Joseph walks to a rosewood bookshelf on the far side of the study. He pushes a pile of loose papers aside uncovering a six-inch long tin box. Two snapping sounds ring out in the hollow silence as he unclasps the latches and tilts open the cover. He removes a rolling paper and licks the edges. With his other hand he pinches a heap of dry tobacco from a bag and rolls it tight.
“I thought you had a cough?” Asks Anderson.
“Smoking can’t make it worse, so I might as well enjoy myself.” Snaps Joseph, becoming noticeably irritated at Anderson’s tone of familiarity.
He lights his cigarette and resumes his place adjacent to the cautious Anderson. A kind of animosity grows in him; although it’s not necessarily directed at Anderson. He takes quick puffs of smoke in to his mouth and forces them out from his flaring nostrils.
“Around that time the rust started showing up. I’d been released from the sick bay for about two weeks when they had me scraping these stains off the deck.
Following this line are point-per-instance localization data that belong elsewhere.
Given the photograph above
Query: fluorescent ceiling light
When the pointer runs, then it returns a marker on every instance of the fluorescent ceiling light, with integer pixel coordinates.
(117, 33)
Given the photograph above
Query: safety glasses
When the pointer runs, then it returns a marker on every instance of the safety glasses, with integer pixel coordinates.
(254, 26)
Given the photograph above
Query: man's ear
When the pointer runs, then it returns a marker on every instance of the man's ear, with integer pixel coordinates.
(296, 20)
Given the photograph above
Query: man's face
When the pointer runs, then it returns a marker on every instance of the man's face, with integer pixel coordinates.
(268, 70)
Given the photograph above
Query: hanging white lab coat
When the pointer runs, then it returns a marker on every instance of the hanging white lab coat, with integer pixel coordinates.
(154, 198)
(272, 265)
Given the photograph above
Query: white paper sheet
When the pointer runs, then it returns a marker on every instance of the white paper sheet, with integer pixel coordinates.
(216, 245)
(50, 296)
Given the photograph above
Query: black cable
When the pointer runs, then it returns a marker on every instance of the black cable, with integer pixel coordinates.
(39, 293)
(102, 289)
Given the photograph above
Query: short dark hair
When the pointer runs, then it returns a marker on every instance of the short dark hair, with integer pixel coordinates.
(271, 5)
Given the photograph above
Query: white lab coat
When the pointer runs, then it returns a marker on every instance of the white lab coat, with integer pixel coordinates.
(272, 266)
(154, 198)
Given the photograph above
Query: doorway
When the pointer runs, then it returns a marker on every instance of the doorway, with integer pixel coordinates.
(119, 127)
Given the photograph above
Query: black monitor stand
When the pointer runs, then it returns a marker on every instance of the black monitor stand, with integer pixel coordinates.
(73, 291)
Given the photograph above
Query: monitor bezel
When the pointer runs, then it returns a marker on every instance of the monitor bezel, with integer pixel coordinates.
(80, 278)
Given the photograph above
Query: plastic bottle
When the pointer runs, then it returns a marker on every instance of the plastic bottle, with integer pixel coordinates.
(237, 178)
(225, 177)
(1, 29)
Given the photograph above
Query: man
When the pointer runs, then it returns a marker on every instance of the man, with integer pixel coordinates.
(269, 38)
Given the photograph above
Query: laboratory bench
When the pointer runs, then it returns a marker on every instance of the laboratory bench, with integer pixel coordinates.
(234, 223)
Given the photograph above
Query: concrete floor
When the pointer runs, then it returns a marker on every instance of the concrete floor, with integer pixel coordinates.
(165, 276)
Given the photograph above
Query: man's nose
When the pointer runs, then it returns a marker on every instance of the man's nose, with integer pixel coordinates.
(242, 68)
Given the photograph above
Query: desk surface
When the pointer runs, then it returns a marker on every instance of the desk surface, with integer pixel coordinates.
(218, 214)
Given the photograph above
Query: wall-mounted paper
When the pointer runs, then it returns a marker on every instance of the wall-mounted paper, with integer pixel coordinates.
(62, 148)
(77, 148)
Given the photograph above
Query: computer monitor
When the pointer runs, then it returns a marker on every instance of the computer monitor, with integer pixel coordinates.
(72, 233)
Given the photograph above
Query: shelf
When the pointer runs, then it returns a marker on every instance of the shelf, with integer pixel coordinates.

They looked like rust, but no matter how much we would grind at it the stuff would never come off. After a few days of work we saw that the tools were all stained with it and the spots on the deck had branched out across a larger area, like veins. After three weeks we started to see them everywhere. They were on the wood, the metal, even some of the men had gotten it on their skin. It turned their limbs black. Atrophied. Some of them had to have amputations, others weren’t as lucky.